Tarihi:
Belgelere dayanan bilgilere göre Kastamonu’ya Kütahya ve Denizli ile birlikte Malazgirt Savaşından sonra çeşitli Türk boyları iskân etmiştir. Kastamonu’ya akın akın gelen boylar, en elverişli ve kestirme vadiler yoluyla Karadeniz’e kadar inmişlerdir. Kastamonu’yu sahile bağlayan en kestirme yol; daha sonraki yıllarda uzunca yıllar ticaret ve kervan yolu olarak kullanılan, Devrekâni-Şenlikpazarı- Şeyhoğlu-Bayramgazi üzerinden Karadeniz’e uzanmaktadır. Bu yol; Devrekâni topraklarından doğan ve Bozkurt topraklarından geçerek Abana’nın Harmoson mevkiinde denize dökülen, Ezine Çayı vadisini izlemekte, kış aylarında kar tutmadığı için ulaşım imkânı vermektedir.

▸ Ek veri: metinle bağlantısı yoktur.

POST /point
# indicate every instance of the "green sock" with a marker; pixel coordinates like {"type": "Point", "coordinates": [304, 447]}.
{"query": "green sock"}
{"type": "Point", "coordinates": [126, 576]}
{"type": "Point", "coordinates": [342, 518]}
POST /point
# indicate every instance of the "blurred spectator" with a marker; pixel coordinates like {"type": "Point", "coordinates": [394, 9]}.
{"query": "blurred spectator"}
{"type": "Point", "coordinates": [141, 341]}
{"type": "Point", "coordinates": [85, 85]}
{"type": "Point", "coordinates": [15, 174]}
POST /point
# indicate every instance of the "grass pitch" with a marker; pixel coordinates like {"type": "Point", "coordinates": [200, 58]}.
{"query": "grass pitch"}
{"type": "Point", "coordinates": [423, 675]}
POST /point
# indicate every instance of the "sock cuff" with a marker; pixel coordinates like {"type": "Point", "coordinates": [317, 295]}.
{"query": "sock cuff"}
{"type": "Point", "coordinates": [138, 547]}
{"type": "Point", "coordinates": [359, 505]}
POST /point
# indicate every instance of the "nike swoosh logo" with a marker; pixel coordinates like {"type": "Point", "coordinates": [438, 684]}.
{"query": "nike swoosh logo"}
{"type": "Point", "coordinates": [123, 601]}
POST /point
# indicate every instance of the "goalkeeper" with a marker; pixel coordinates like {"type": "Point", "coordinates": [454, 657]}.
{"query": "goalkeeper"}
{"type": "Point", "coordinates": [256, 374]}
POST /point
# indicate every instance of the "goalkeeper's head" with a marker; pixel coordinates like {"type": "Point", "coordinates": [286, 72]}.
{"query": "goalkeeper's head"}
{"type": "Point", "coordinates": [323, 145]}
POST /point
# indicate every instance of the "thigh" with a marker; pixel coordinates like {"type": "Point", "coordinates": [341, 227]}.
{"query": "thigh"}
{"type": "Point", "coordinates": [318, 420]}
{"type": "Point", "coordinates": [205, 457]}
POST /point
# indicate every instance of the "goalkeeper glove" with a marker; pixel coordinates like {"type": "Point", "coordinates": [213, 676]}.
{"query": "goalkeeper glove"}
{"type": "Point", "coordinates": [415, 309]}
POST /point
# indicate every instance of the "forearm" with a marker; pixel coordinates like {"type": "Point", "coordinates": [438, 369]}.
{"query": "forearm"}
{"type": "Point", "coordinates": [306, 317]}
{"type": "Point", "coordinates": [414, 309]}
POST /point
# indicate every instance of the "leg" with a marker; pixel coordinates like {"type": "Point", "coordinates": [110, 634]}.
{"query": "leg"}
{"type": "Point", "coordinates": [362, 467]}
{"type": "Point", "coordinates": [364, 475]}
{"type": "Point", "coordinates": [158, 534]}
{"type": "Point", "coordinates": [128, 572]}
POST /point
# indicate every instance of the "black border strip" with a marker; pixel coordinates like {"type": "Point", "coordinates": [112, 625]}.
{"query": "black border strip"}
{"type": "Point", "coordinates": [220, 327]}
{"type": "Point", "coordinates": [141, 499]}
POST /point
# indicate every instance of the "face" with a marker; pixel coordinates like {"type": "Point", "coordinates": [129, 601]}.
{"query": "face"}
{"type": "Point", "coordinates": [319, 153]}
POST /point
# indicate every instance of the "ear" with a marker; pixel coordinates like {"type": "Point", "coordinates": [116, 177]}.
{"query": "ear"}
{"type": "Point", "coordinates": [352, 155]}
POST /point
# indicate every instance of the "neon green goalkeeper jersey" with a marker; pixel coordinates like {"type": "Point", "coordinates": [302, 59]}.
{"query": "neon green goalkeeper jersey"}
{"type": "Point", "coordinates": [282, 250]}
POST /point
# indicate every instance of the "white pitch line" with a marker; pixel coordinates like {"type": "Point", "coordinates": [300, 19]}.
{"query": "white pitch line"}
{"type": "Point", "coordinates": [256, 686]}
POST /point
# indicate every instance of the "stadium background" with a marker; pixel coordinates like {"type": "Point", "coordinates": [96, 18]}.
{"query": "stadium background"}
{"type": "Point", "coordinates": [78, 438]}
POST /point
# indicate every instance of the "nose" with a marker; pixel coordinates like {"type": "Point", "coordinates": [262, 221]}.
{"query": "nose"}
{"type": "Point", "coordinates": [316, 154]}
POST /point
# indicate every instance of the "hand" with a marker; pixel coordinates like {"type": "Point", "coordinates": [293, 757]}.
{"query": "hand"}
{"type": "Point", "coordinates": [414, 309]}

Bölgeye ilk yerleşenler, bu vadi boyunca sahile doğru ilerlerken uygun buldukları yerlere yerleşerek köyler kurmuşlardır. Şenlikpazarı, Elmalı Tekke, Şeyhoğlu, Kızılcaelma, Sakızcılar, Kestanesökü, İbrahim, Bayramgazi, Keşlik, Dursun, Işığan, Ulu, Kirazsökü gibi (köy isimlerinin Türkçeleştirilmesinden önce de Türkçe adlar taşıyan) köylerimizin çevresindeki Rumca adlar taşıyan ( Izmana, Aya, Zırma, Gerdiç, Narba, Hene, Mimir, Kilmes gibi ) yerleşim merkezleri ile karşılaşıldığından, başından beri Türkler tarafından iskân edildiği fikrini doğrulamaktadır.

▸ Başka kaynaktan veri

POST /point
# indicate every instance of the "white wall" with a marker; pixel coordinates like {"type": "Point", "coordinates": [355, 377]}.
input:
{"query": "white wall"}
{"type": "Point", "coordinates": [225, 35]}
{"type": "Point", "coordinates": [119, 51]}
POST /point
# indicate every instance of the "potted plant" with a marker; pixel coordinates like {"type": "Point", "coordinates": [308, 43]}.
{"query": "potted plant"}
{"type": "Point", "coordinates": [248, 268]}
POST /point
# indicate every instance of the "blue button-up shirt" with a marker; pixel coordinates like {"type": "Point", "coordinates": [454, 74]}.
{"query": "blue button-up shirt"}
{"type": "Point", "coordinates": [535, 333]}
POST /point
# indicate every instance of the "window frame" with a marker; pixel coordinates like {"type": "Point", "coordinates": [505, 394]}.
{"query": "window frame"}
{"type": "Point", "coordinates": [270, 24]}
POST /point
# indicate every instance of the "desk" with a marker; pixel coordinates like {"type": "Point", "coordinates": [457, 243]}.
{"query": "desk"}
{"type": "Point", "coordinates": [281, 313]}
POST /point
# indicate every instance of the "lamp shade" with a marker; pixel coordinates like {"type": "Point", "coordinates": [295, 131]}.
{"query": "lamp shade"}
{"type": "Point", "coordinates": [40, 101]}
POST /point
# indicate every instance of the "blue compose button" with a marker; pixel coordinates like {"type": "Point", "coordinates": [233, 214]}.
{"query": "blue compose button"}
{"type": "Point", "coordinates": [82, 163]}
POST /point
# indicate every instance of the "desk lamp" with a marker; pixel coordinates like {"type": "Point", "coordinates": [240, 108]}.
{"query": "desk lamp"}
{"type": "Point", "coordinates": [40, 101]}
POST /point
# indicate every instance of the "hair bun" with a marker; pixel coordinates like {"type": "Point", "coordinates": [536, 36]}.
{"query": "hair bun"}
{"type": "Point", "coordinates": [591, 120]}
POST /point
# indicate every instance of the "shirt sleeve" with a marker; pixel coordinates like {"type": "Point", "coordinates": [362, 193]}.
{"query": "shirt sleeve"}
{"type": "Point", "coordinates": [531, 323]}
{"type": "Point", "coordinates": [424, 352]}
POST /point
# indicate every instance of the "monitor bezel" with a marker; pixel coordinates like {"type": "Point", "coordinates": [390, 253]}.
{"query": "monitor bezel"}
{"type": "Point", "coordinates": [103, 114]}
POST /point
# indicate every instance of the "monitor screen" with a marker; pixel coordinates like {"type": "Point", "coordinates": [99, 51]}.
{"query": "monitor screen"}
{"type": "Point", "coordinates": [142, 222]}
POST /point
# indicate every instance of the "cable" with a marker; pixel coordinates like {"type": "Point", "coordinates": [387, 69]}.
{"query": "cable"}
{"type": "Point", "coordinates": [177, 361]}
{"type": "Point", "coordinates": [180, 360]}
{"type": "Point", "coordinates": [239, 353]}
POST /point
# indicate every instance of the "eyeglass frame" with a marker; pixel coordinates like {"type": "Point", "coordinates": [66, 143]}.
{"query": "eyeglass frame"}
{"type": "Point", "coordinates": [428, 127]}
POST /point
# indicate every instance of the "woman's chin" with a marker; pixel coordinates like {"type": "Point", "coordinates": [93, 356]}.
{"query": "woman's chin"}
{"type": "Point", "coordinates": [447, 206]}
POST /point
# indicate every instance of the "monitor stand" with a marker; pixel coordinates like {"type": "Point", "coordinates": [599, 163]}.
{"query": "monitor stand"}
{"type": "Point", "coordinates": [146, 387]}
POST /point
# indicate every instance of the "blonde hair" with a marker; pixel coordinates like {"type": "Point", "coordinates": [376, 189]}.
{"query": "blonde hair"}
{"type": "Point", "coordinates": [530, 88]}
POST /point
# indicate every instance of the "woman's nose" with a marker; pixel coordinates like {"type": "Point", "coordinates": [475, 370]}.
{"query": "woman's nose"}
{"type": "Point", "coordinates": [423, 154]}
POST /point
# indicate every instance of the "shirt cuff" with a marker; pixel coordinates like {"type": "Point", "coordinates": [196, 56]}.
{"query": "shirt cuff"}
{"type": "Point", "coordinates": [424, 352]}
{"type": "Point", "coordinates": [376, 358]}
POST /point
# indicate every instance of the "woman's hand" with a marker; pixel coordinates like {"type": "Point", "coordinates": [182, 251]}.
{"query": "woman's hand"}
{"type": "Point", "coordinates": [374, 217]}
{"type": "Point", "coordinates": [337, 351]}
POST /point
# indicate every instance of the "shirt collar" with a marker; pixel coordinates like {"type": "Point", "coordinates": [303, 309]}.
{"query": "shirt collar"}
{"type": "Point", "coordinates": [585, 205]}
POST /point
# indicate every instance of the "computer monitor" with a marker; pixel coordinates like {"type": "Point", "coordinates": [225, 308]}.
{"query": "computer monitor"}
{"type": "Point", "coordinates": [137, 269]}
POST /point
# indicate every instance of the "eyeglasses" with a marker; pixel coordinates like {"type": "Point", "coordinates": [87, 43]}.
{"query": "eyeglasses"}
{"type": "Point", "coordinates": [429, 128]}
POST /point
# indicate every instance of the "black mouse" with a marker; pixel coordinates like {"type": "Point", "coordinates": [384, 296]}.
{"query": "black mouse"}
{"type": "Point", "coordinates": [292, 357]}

Nitekim bir rivayete göre, Türk boyları sahile inmeden önce ilk ciddi direnişle Bayramgazi Köyünde karşılaşmış, burada yapılan savaşta, boy ileri gelenlerinden Bayram Gazi ve Aynar Gazi şehit düşmüş, şehit düştükleri yerlere (Ezine çayının iki kıyısına karşı karşıya) gömülmüşlerdir.

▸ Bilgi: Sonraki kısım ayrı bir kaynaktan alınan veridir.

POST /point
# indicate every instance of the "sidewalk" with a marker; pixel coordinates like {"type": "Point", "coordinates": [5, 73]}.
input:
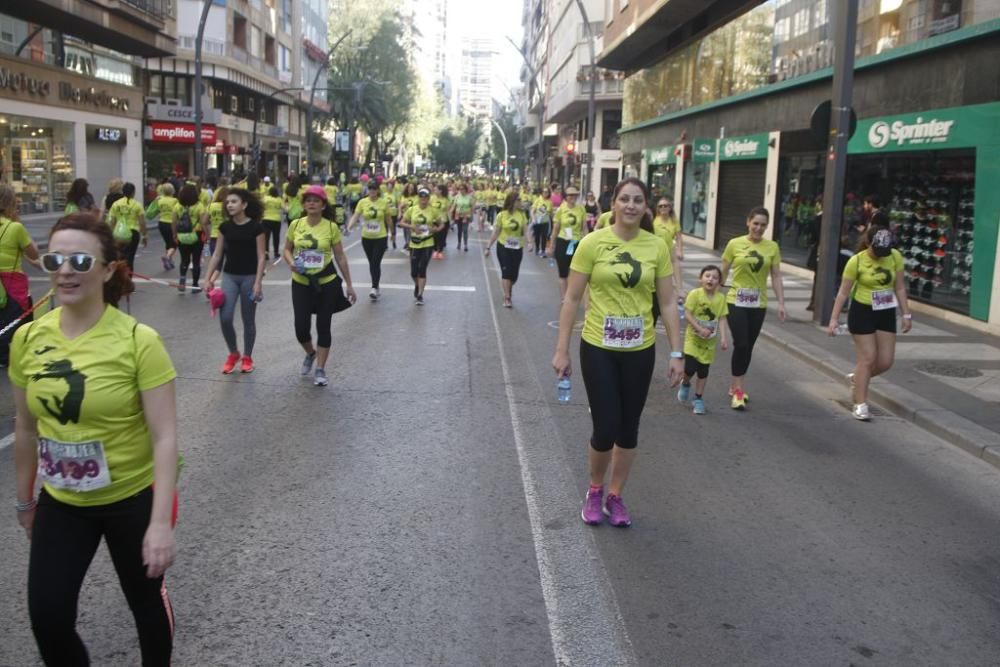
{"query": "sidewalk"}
{"type": "Point", "coordinates": [946, 378]}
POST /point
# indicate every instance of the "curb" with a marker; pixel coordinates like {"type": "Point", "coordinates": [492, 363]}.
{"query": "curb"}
{"type": "Point", "coordinates": [953, 429]}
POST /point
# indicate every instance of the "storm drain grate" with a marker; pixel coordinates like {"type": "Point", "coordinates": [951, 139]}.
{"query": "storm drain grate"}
{"type": "Point", "coordinates": [948, 370]}
{"type": "Point", "coordinates": [874, 410]}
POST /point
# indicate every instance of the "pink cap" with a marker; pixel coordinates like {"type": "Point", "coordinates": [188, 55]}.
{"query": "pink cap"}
{"type": "Point", "coordinates": [216, 299]}
{"type": "Point", "coordinates": [315, 191]}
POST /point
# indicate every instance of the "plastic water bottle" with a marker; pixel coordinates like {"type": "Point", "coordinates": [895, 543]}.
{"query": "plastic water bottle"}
{"type": "Point", "coordinates": [564, 389]}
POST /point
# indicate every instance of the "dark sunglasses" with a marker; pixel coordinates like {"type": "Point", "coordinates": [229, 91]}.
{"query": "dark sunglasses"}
{"type": "Point", "coordinates": [80, 262]}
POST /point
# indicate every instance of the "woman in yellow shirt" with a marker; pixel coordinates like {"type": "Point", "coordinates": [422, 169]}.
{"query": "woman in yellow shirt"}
{"type": "Point", "coordinates": [97, 423]}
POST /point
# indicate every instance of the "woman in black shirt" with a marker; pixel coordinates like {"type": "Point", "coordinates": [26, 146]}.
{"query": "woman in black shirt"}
{"type": "Point", "coordinates": [243, 244]}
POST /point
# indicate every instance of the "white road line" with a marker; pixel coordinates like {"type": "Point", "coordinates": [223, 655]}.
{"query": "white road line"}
{"type": "Point", "coordinates": [585, 622]}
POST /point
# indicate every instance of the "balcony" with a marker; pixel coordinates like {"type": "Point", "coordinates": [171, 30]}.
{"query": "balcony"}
{"type": "Point", "coordinates": [134, 27]}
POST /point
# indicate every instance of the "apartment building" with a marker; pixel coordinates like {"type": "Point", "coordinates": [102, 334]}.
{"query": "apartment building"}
{"type": "Point", "coordinates": [718, 112]}
{"type": "Point", "coordinates": [259, 59]}
{"type": "Point", "coordinates": [71, 97]}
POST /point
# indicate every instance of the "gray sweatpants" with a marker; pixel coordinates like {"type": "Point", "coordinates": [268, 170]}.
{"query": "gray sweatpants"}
{"type": "Point", "coordinates": [239, 288]}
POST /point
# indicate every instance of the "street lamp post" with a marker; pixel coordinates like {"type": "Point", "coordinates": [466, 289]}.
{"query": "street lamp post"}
{"type": "Point", "coordinates": [199, 153]}
{"type": "Point", "coordinates": [312, 96]}
{"type": "Point", "coordinates": [591, 111]}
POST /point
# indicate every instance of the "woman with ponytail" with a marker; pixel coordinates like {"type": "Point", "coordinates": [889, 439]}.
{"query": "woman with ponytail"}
{"type": "Point", "coordinates": [97, 422]}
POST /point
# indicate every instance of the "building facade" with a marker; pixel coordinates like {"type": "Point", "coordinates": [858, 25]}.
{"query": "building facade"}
{"type": "Point", "coordinates": [71, 94]}
{"type": "Point", "coordinates": [722, 120]}
{"type": "Point", "coordinates": [259, 60]}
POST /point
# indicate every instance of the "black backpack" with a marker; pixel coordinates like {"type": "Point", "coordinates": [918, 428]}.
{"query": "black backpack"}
{"type": "Point", "coordinates": [184, 224]}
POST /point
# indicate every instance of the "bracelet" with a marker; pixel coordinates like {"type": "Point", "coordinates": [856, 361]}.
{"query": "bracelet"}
{"type": "Point", "coordinates": [26, 507]}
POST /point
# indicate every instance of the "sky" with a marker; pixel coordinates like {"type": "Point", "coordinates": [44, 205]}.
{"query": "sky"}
{"type": "Point", "coordinates": [496, 19]}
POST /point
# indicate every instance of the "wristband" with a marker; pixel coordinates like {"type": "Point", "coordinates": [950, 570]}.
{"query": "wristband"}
{"type": "Point", "coordinates": [26, 507]}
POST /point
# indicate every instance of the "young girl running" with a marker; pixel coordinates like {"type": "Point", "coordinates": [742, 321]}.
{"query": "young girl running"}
{"type": "Point", "coordinates": [705, 310]}
{"type": "Point", "coordinates": [243, 246]}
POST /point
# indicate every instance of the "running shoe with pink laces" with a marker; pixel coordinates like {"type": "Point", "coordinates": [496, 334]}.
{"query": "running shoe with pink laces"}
{"type": "Point", "coordinates": [591, 513]}
{"type": "Point", "coordinates": [617, 513]}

Bayramgazi durağından sonra zamanla sahile doğru ilerleyen atalarımız, bugünkü Bozkurt’un Merkez ve Bahçe mahalleleri denilen kısımlarına yerleşmiş, batı yakasında ise bu günkü Yılmaz mahallesinde (o zamanki adı ile Kilmes ya da Kilpas) Rumlar bir süre daha yaşamışlardır. Bir grup da bugün Abana sınırları içinde olan Harmoson mevkiine kadar uzanmıştır.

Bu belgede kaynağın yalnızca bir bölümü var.